Despite efforts to boost vaccination rates, official UNICEF/WHO figures say that Kenya’s rate of coverage with the third dose of the diphtheria, pertussis and tetanus-containing vaccine – a conventional stand-in for vaccine coverage in general – hovers at 90%. Meantime, the Kenya Demographic Health Survey (KDHS 2022) found that only 80% of the children had been vaccinated with all antigens, while 3% had not received any vaccines.
“This translates to approximately 320,000 children younger than one year old in Kenya who are partially vaccinated every year,” said Nilofer. “Most of these children live among the most marginalised communities that face multiple deprivations.”
The Ministry’s acting Director-General, Dr Patrick Amoth, says out of the 1.5 million live births recorded in Kenya annually, between 30,000 to 45,000 children are estimated to qualify as totally unimmunised, so-called ‘unreached’, zero-dose children.
Expanding cold chain infrastructure will materially extend the health system’s reach. Nilofer explained that the new equipment will help expand immunisation services to 2,061 health facilities across the country, enabling more children, adolescent girls and women in the most marginalised, vulnerable and hard-to-reach communities achieve reliable access to immunisation.

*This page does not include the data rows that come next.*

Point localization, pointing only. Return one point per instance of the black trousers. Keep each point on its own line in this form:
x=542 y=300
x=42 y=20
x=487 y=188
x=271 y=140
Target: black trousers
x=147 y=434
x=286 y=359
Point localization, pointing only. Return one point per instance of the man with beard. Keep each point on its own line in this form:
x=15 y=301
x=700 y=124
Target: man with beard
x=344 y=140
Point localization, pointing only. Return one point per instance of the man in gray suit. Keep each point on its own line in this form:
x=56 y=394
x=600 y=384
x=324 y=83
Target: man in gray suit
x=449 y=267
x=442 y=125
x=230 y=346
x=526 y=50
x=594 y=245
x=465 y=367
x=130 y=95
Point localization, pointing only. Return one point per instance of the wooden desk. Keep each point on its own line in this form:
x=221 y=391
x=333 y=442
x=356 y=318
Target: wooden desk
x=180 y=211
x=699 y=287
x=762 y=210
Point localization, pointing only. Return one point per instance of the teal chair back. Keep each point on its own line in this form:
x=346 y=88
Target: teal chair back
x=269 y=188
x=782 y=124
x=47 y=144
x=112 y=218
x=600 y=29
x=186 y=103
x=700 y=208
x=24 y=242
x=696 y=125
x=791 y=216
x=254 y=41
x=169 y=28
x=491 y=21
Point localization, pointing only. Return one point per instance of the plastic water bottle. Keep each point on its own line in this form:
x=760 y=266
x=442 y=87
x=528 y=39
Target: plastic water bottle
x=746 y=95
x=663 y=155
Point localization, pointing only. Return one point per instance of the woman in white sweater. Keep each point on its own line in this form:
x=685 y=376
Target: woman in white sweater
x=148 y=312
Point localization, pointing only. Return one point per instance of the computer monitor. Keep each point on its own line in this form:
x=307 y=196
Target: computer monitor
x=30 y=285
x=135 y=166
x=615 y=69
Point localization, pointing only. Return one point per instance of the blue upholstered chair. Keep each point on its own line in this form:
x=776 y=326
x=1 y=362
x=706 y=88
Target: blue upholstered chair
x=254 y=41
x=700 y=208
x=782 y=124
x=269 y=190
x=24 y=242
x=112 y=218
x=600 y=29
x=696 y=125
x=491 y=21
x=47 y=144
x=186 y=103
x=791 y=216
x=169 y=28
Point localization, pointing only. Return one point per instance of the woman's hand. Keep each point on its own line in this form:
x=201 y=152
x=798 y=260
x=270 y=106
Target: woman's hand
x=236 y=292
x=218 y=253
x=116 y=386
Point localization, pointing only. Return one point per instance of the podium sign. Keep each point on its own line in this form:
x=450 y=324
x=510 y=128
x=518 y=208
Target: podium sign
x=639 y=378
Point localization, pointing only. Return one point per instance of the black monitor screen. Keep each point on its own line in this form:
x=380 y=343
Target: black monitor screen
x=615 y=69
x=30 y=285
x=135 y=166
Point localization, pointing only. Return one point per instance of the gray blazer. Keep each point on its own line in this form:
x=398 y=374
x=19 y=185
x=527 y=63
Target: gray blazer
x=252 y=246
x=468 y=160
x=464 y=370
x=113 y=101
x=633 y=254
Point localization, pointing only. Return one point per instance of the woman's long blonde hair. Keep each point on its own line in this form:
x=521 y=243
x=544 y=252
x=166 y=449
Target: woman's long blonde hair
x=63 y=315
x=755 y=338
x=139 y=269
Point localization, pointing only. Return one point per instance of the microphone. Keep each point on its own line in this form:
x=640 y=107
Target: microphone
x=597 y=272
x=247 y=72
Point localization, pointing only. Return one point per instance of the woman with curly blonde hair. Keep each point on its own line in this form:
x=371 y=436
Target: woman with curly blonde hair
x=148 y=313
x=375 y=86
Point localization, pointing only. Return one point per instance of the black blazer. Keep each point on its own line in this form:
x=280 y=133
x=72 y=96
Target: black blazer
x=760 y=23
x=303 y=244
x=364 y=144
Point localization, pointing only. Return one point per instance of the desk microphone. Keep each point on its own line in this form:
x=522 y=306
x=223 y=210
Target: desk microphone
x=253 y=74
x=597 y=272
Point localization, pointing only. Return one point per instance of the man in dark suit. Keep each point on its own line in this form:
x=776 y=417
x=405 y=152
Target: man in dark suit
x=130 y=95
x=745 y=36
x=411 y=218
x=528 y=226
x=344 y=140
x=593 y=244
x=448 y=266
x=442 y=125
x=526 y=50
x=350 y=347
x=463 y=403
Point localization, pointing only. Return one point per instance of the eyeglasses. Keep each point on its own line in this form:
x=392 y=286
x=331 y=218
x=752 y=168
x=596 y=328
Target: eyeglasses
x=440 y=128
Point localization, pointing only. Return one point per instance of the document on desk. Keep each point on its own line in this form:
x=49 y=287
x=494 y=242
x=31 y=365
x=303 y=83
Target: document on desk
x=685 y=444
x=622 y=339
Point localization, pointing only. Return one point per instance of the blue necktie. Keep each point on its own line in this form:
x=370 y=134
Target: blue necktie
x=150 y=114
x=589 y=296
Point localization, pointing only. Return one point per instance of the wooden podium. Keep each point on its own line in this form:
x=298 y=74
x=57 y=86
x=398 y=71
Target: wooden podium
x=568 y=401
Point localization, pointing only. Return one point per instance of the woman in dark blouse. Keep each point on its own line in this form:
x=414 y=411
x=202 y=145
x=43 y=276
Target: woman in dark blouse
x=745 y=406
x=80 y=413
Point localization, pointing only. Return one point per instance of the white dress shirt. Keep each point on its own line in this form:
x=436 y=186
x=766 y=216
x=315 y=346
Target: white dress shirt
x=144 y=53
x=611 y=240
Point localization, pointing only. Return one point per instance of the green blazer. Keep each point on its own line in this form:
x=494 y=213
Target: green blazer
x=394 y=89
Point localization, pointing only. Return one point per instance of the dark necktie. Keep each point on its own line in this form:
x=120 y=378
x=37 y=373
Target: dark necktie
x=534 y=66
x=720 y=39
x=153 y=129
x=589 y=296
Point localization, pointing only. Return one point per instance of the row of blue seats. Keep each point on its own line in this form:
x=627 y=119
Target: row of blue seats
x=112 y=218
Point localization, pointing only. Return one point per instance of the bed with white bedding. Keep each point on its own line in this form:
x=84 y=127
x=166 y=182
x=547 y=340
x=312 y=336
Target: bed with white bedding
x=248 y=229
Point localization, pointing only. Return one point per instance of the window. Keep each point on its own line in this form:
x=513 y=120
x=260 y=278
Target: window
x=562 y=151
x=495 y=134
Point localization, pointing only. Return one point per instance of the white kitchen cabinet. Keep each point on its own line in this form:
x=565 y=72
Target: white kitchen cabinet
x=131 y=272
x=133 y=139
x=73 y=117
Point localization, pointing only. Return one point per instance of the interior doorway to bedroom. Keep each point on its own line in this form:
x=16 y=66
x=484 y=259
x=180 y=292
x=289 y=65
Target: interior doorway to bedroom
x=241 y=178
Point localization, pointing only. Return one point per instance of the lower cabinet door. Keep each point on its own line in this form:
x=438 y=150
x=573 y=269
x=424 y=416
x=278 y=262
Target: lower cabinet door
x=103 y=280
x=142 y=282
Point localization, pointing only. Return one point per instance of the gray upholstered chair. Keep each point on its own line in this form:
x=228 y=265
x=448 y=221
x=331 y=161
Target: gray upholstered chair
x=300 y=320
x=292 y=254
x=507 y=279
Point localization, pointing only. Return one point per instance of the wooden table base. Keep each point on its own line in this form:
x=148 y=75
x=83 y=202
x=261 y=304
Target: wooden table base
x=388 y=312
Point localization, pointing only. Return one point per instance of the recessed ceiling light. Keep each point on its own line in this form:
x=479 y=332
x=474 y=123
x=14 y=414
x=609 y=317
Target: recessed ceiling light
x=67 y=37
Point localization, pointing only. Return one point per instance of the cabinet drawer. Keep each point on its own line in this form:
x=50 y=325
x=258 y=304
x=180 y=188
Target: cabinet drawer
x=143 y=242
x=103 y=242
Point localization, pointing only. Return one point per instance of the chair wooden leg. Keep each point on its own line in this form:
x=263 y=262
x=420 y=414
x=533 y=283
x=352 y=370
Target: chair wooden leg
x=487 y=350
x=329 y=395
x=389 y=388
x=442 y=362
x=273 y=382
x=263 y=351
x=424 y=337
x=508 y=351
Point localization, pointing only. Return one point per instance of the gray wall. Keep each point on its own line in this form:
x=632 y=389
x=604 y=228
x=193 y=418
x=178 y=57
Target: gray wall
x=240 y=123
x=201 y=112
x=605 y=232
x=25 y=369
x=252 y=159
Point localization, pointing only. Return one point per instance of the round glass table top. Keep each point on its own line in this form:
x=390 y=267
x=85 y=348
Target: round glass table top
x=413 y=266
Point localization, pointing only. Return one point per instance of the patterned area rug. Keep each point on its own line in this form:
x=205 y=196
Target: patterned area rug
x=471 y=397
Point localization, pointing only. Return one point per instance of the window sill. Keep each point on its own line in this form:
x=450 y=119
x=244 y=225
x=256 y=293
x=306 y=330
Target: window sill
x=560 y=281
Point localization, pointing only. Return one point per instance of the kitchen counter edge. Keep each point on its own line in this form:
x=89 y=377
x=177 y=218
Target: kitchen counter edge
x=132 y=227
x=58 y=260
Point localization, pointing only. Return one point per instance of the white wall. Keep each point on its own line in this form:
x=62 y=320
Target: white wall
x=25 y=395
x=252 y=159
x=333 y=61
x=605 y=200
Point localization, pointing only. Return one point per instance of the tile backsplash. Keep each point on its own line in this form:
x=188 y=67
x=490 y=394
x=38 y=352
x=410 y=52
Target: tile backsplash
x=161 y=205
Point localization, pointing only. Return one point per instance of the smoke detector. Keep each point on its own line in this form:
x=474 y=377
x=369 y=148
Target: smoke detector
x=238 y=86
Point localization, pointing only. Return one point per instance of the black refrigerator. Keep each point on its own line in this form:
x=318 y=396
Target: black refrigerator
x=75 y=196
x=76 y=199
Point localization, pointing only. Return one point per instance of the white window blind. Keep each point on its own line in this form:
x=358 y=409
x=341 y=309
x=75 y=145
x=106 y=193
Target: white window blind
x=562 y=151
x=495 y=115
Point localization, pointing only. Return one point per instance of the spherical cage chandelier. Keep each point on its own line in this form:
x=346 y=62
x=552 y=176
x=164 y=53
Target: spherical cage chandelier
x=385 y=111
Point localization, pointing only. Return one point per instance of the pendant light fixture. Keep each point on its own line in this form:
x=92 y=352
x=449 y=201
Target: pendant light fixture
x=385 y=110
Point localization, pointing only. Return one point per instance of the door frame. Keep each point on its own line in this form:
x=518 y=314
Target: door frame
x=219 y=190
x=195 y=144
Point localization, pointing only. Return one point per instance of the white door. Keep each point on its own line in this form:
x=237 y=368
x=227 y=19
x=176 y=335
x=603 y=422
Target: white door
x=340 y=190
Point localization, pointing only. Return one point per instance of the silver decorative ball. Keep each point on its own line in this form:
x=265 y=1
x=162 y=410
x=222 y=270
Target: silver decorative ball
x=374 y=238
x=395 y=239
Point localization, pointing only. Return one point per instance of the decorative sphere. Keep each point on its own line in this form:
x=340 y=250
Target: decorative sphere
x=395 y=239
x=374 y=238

“The offering of immunisation services will increase, due to the availability of high-quality, modern CCE up to the highest international standards, and with vaccines being brought closer to the community in a more reliable way.”
Nilofer observed: “Additionally, the CCE project has allowed the procurement as well of modern, upgraded and more efficient cold chain equipment remote automated temperature monitoring technologies in the immunisation supply chain system, and capacity-building of the country’s medical engineering technicians to instal and maintain the cold chain items with new technologies.”
Enter the cold chain technicians
Nilofer noted that Kenya was selected as one of three pilot countries in which the installation and commissioning of the cold chain equipment programme would be done by its own cold chain bio-medical engineers.
A biomedical engineer with the Ministry of Health, Catherine Silali, said some 410 technicians in both the national and the county governments in the 47 counties had so far received specialised training on the installation and maintenance of the cold chain equipment in their respective areas.
“The CCE arrived in three sizes: small vaccine refrigerators (less than 30 litres capacity); medium (between 30 to 60 litres) and large (above 60 to 90 litres). The small, medium and large refrigerators are been availed to dispensaries, level 1 to 3 and level 4 to 5 health facilities respectively, based on their population needs and power supply capacities,” Silali added.
Some of the new cold chain kit comprises solar-powered refrigerators, which will replace the existing, battery-powered ones, as well as obsolete household fridges in some health facilities that are not pre-qualified by the WHO as they lack the requisite temperature stability mechanism required for vaccine storage.
In Nairobi county, for example, Waithaka, Chandaria as well as Kibera community health facilities and Ngong Road dispensary located in informal settlements previously had a “shaky” cold chain system that was more than ten years old, and kept malfunctioning.
“Following the recent installation of medium-sized refrigerators (through the CCE project), they now boast a functioning, well maintained system enabling health workers to provide seamless immunisation services,” Silali observes.
And, unlike the replaced, obsolete equipment, the CCE comes with innovative technology.
“Due to its innovative technology, the Ministry is now able to monitor remotely how each of the newly-installed cost-effective CCE is functioning in all the health facilities countrywide and in case of any malfunction, remedial measures [are] promptly undertaken,” Silali enthuses.